Chief Executive Joseph Otting added that the bank maintains “a pretty high standard of what our expectations are if we’re going to get involved in a credit.”

The sector’s confidence reflects lessons learned from the 2023 banking turmoil, when several regional lenders suffered rapid deposit runs that eroded their financial health. 

This time, analysts say, the hits are limited to a handful of borrowers and cushioned by robust reserve buffers.

“You didn’t have the drumbeat that you had in 2023,” said Gregory Lyons, a partner at Debevoise & Plimpton. “There is fundamentally an underlying confidence in the sector that didn’t exist last year.”

Unlike sudden liquidity crises, credit losses typically unfold gradually, giving banks time to absorb them through reserves and capital buffers. 

First Citizens BancShares, based in Raleigh, North Carolina, recorded an $82 million charge-off tied to First Brands’ bankruptcy, as well as pressure in its equipment-finance business. 

But Chief Financial Officer Craig Nix told investors the stress was contained. “We don’t see further trends that would signal wider credit quality concerns and believe we are well-reserved,” he said.

Other regional lenders also posted resilient results.
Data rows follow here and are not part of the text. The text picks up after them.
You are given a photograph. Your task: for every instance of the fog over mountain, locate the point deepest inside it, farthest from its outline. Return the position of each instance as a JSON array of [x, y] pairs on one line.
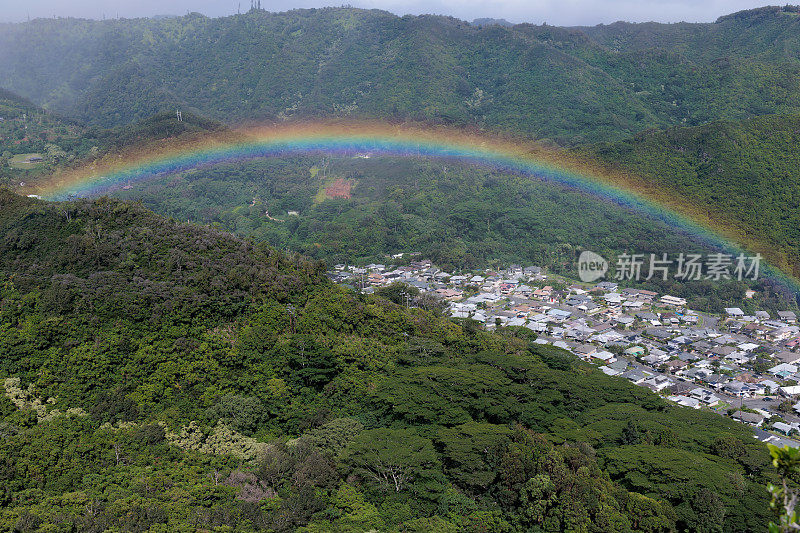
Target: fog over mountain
[[567, 12]]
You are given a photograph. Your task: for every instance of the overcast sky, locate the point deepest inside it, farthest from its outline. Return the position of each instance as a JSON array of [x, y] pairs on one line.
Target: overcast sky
[[558, 12]]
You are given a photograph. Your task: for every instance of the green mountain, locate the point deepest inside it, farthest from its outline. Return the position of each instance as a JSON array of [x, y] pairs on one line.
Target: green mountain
[[162, 376], [745, 172], [570, 85], [28, 131], [460, 216]]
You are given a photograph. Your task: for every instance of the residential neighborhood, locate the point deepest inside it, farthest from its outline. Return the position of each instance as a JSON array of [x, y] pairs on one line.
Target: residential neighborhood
[[743, 366]]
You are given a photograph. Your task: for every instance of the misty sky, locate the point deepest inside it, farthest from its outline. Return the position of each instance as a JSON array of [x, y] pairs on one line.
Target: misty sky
[[558, 12]]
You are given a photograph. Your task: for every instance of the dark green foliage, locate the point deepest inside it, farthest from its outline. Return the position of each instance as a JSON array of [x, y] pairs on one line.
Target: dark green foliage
[[745, 172], [405, 420], [571, 85]]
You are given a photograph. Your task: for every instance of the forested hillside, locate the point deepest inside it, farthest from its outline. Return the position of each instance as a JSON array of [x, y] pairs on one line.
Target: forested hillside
[[571, 86], [747, 173], [460, 216], [162, 376]]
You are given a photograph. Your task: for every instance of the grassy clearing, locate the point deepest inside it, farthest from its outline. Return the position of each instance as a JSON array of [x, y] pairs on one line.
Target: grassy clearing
[[23, 161]]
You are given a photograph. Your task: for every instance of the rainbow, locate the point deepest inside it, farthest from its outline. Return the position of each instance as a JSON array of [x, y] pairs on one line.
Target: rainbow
[[381, 139]]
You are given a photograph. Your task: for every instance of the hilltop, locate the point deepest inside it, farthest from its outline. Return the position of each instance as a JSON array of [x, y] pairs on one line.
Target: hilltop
[[159, 375]]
Western Alliance and Zions both reported profits above expectations, while several banks began new reviews of loan portfolios to ensure no similar exposures were overlooked. 

Fifth Third Bancorp, which faced up to $200 million in losses linked to the collapse of subprime auto lender Tricolor Holdings, said its internal review turned up only two additional issues out of 120,000 vehicles.

Still, vulnerabilities remain. Inflation continues to pressure low-income consumers, and tariff disputes have added uncertainty across supply chains. Some smaller lenders are feeling the strain. 

Amerant Bancorp, a $10 billion Florida bank, delayed its earnings release, citing more time needed to “complete its customer-review process.” Its shares fell more than 4 percent on Thursday.

Amerant’s exposure to fintech investments, including a stake in trade-finance firm Raistone Financial, has drawn attention. 

Raistone was hit hard by First Brands’ collapse, which wiped out more than 80 percent of its revenue, according to internal communications cited by Bloomberg.

Firms caught in the turmoil say they are pursuing recoveries aggressively. Jefferies Financial Group CEO Richard Handler said his firm would be “relentless” in recovering funds owed from the First Brands fallout. 

“We’re going to work around the clock to get the money that we believe we are owed,” he told investors.

For now, analysts and executives agree the recent flare-ups are painful but isolated. The scars of 2023 remain - but this time, banks appear better prepared to manage them.